Puis je lui demande qu'il me confirme qu'un "régime" pour améliorer les résultats du spermogramme ne serviraient à rien. Ca peut encore se détériorer me répond-t-il. Regloups ! Il me dit "vous avez la chance d'avoir un gynéco qui est un des premiers co-fondateurs du premier centre de PMA en France. Là vous êtes un cas de 100 % de stérilité, donc la sécurité sociale prendra entièrement en charge la PMA. Et la seule fois où l'on aura besoin de votre conjoint c'est pour le recueil permettant de réaliser la FIV. A condition qu'il soit là la prochaine fois, sinon il est hors de question de lancer ce protocole ; il faut que les deux membres du couple soient "à fond" sur ce projet d'enfant. Vous aurez besoin de soutien, et je ne fais pas de FIV pour répondre au désir de grossesse d'un femme seule". J'acquiesce. Le corps médical ne peut résoudre que des questions médicales, et non des problématiques de couple. Et puis je sais qu'il a raison. C'est une question d'éthique. Mais je repars quand même avec deux brochures sur la FIV ICSI, et un tout petit espoir "dans 2/3 mois vous serez enceinte"...

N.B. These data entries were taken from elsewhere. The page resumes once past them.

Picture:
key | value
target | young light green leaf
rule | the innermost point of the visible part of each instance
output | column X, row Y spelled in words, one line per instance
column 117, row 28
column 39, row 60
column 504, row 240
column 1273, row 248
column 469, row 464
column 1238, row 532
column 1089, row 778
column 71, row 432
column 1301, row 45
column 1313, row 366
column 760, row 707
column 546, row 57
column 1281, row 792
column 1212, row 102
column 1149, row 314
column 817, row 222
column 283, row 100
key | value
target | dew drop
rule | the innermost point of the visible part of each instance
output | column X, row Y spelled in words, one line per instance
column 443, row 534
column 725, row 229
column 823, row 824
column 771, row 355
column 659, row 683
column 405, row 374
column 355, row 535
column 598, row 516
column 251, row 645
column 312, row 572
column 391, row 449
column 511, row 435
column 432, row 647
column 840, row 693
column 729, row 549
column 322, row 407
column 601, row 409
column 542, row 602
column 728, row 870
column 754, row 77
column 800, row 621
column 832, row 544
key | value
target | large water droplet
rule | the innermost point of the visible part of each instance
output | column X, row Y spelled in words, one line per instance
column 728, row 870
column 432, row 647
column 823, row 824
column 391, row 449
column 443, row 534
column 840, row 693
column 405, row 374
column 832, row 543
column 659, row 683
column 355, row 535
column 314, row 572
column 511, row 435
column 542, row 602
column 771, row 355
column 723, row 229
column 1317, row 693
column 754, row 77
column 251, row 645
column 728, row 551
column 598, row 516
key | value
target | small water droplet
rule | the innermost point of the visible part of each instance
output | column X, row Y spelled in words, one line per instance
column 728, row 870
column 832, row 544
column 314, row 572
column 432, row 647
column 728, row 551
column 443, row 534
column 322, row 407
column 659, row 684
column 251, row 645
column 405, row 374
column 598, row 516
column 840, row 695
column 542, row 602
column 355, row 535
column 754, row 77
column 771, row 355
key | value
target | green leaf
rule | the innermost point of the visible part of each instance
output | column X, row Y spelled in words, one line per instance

Sauf que, sauf que... Que se passera-t-il si les résultats complémentaires préalables à toute action de FIV sont mauvais ? Que se passera-t-il si mon conjoint a une affection grave, de type infectueux ou génétique ? Je me le demande... Souhaiterait-il le savoir ? Je n'en suis pas certaine. Alors, dois-je l'inciter à faire ces tests ? Une fois encore je vais me tourner du côté de l'éthique. Et franchement, si vous avez des pistes, je suis preneur.